A study published March 6 in The Lancet Regional Health — Americas highlights a growing divide in cardiovascular health in the U.S., showing that wealth and education play a significant role in heart disease risk.
The research, led by Salma Abdalla, MBBS, DrPH, an assistant professor of public health at Washington University in St. Louis, reveals that the top 20% of high-income, college-educated Americans have far lower rates of cardiovascular disease than the rest of the population — disparities that have widened over the past two decades.

Abdalla initiated the work while at Boston University’s School of Public Health before joining WashU’s newly established School of Public Health.
Cardiovascular disease (CVD) remains the leading cause of illness and death in the U.S., but this emerging research highlights diverging trends; the remaining 80% of the population continues to face higher risks, reflecting the nation’s growing income gap.
Despite the U.S. spending more on health care per person than any other high-income country, outcomes continue to lag behind, particularly for those with lower incomes and less education. Life expectancy for the richest 1% of Americans is now 10 years higher than for the poorest 1%. These outcomes have worsened compared with other high-income countries.
The study analyzed 20 years of data from nearly 50,000 adults who participated in the National Health and Nutrition Examination Survey between 1999 and 2018. Participants were grouped by income and education. Researchers examined the prevalence of four major cardiovascular conditions: congestive heart failure, angina, heart attack and stroke.
Statistical models showed that low-income non-college graduates had 6.34 times the odds of congestive heart failure, 2.11 times the odds of angina, 2.32 times the odds of a heart attack and 3.17 times the odds of a stroke, compared with their wealthier, college-educated peers.
Disparities persisted even after adjusting for demographics and health markers such as body mass index, blood pressure and cholesterol levels. High income and education consistently correlated with better heart health.

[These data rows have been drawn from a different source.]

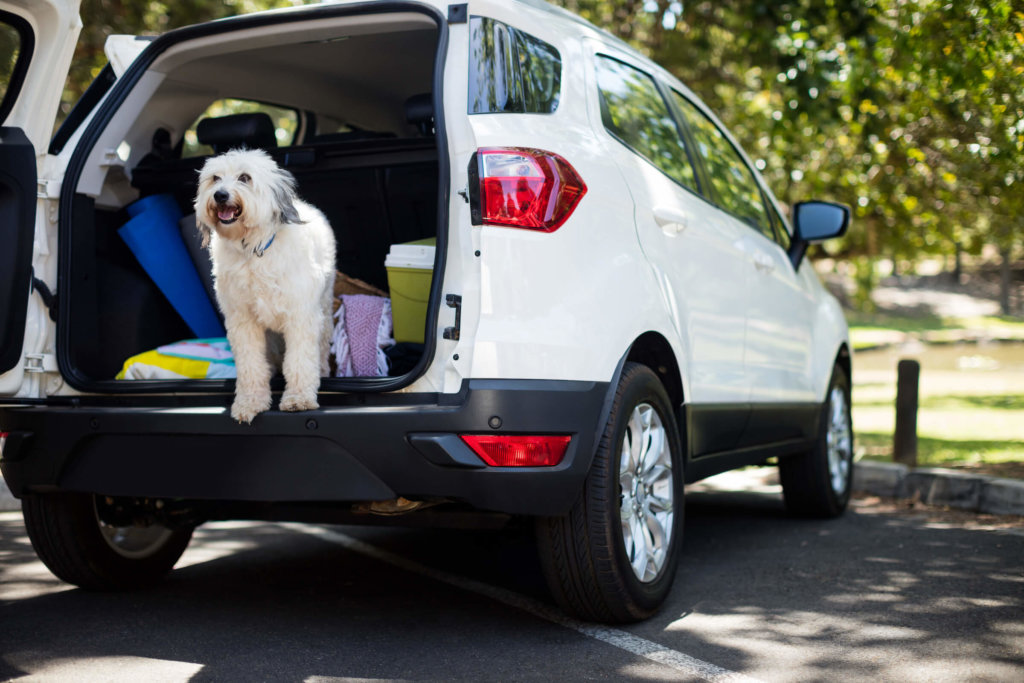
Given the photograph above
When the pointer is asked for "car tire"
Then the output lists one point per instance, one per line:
(595, 557)
(68, 536)
(818, 483)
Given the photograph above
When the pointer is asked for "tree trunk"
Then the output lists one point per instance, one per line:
(957, 264)
(1005, 280)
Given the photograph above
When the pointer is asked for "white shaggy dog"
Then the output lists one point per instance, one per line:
(273, 272)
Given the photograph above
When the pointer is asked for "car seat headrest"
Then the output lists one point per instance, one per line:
(254, 131)
(420, 112)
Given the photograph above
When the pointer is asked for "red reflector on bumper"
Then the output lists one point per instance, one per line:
(517, 451)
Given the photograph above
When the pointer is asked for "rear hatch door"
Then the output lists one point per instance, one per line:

The findings suggest that income and education play a complex role in shaping heart health, with future studies needed to examine their interaction. The differences observed in the burden of CVD, even after accounting for certain biological and lifestyle factors, may be attributed to multiple, intersecting reasons. For example, a lack of economic security can contribute to chronic physiological stress. Higher-income and more educated patients may have cumulative structural access to health-promoting behaviors and activities throughout their lives. Additionally, they are likely to receive more thorough medical care with better continuity and earlier interventions. They may also demonstrate better medication adherence, experience lower environmental toxin exposure and benefit from stronger support systems.
“The accumulation of economic and educational advantages appears to drive better health outcomes, rather than any single factor alone,” Abdalla said. “Wealth and education cluster among a small, advantaged group, while the majority of Americans face an increased risk of heart disease.”
Addressing CVD, she said, requires more than expanding health-care access. It also demands policies that promote long-term broad access to economic opportunity and educational equity, breaking down structural barriers.
The study’s senior author, Sandro Galea, MD, DrPH, the Margaret C. Ryan Dean of the School of Public Health and the Eugene S. and Constance Kahn Distinguished Professor in Public Health at WashU, emphasized the policy implications of the findings.
“The continued widening of health disparities in the U.S. underscores the need for action,” Galea said. “If we want to improve public health outcomes, we must address the root causes — economic opportunity, education and access to resources that support long-term health.”
This research was funded by The Rockefeller Foundation and involved collaboration with the School of Social and Political Science at the University of Edinburgh and the New Balance Foundation Obesity Prevention Center at Boston Children’s Hospital.